Rating:  Summary: You did not have Zero star Review: This is a racist book probably because his author is a Jew that hates Arabs.
Rating:  Summary: Comprehensive and accurate collective portrait Review: This is in my judgment a comprehensive and accurate portrait of the 'Arab Mind'. It is written with a clear affection for the Arab world and by one who had many good Arab friends. It helps explain much behavior which those of us who came to the Middle East in our adult years found puzzling.
One major example of this concerns the Arab relation to ' truth' The Arabs according to Patai do not have a concept of objective truth in the way Westerners do. The Arabs in general tell people what they believe others want to hear. This makes them excellent propagandists. They also themselves tend to live very much in a world of wishful thinking. Thus Arabs have difficulty taking responsibility for their own faults , and in general tend to look to blame others. For instance the whole story of their failure in modernization is told by them as the responsibility of the colonial imperial West. This is the line by the way taken in the academy even today by Arab apologists, most notably the late Edward Said. Patai shows how the flight from responsibility also has its damaging effect on Arab political life. He shows too how the endless conflicts within and between Arabs are inherent in the familial relations in the society.
Patai has many positive things to say about Arab values such as hospitality, generosity to guests, family concern. But above all his book explains to the reader why the Arab world today constitutes such a great problem to itself and to others.
The lack of tolerance for the beliefs of others, the inability to honestly criticize themselves , the male chauvinism and repression of female abilities all lead to the backwardness. And from the backwardness comes too those abhorrent forms of violence which unfortunately seem to be ( not as Patai hoped in 1983 when he wrote the book , diminishing) but rather increasing.
Rating:  Summary: A Neocon Bible? Review: Whatever the academic merits of "The Arab Mind," it appears to have been one of the sources of the Abu Ghraib prisoner abuse scandal. Veteran journalist Seymour Hersh writes in the May 24, 2004 edition of "The New Yorker": "The notion that Arabs are particularly vulnerable to sexual humiliation became a talking point among pro-war Washington conservatives in the months before the March, 2003, invasion of Iraq. One book that was frequently cited was "The Arab Mind," a study of Arab culture and psychology, first published in 1973, by Raphael Patai, a cultural anthropologist who taught at, among other universities, Columbia and Princeton, and who died in 1996. The book includes a twenty-five-page chapter on Arabs and sex, depicting sex as a taboo vested with shame and repression. "The segregation of the sexes, the veiling of the women . . . and all the other minute rules that govern and restrict contact between men and women, have the effect of making sex a prime mental preoccupation in the Arab world," Patai wrote. Homosexual activity, "or any indication of homosexual leanings, as with all other expressions of sexuality, is never given any publicity. These are private affairs and remain in private." The Patai book, an academic told me, was "the bible of the neocons on Arab behavior." In their discussions, he said, two themes emerged-"one, that Arabs only understand force and, two, that the biggest weakness of Arabs is shame and humiliation."" The rating is a reflection of the book's potential historical importance.
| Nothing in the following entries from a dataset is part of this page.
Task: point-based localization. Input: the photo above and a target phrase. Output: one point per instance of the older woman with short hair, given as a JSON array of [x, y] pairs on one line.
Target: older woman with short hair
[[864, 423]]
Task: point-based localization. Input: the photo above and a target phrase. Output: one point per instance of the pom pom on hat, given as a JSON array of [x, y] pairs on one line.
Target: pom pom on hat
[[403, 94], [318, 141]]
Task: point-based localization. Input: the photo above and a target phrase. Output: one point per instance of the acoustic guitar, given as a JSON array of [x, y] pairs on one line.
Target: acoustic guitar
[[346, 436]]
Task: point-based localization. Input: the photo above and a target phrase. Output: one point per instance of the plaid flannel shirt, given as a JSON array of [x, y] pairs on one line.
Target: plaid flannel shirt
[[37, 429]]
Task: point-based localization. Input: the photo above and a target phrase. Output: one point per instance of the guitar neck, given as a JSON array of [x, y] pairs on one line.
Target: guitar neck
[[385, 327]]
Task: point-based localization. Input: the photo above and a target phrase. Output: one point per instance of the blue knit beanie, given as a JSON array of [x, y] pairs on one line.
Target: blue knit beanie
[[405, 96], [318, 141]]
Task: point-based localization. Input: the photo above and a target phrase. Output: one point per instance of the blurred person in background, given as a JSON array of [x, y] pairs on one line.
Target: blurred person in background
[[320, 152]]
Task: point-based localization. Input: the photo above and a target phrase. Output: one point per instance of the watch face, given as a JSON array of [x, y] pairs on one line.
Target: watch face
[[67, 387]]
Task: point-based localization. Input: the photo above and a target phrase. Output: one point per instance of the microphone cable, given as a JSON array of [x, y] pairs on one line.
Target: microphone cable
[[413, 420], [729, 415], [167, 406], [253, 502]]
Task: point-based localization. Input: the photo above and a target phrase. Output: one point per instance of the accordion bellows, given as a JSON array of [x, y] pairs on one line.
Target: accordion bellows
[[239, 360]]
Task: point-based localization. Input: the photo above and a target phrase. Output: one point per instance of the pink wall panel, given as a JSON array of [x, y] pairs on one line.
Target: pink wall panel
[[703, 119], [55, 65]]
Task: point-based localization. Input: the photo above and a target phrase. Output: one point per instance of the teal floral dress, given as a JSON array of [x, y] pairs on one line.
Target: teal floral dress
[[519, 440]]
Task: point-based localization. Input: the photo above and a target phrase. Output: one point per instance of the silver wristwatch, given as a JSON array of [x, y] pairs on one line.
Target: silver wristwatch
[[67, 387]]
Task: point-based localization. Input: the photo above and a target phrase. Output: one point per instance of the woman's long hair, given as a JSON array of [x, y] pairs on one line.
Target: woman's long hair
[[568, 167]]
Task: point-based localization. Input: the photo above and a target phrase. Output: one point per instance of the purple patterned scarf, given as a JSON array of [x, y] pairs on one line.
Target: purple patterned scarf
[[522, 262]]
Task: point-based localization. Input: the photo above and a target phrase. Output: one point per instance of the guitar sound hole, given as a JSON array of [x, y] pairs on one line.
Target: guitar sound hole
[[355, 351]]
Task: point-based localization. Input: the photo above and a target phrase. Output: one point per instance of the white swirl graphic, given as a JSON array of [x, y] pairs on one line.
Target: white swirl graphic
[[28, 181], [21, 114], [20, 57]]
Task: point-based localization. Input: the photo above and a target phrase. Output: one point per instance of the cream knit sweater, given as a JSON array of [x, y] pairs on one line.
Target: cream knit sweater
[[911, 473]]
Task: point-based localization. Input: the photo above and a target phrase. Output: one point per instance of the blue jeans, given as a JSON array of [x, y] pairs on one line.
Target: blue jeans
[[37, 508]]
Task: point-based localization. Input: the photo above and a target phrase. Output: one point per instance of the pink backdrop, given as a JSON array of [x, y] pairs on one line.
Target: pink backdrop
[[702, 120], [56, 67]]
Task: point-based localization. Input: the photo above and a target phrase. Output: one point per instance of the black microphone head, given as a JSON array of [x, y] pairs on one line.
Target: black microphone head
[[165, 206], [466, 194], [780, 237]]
Rating:  Summary: The best classic on Arabs Review: When you read this book, you'll become interested in sociology as an interesting branch of human sciences. Patai is a genius. His book is by far the best in this respect.
For Arab readers: Read the book and in no time you'll find yourselves putting names to the abundant examples Patai cites.
The book deals with several interesting traits that most Arabs share in their inherent characters. These include the Arab unawareness of time, their tendency to speak more than they can actually deliver, their fixation with sex and their keenness to preserve Bedouin values which include preserving a group's honor by preserving the chastity of its female members.
Even though the book is academic, the style is entertaining as it alternates between theories and real life examples to illustrate them.
The book, a classic, is certainly worth a read. Try it!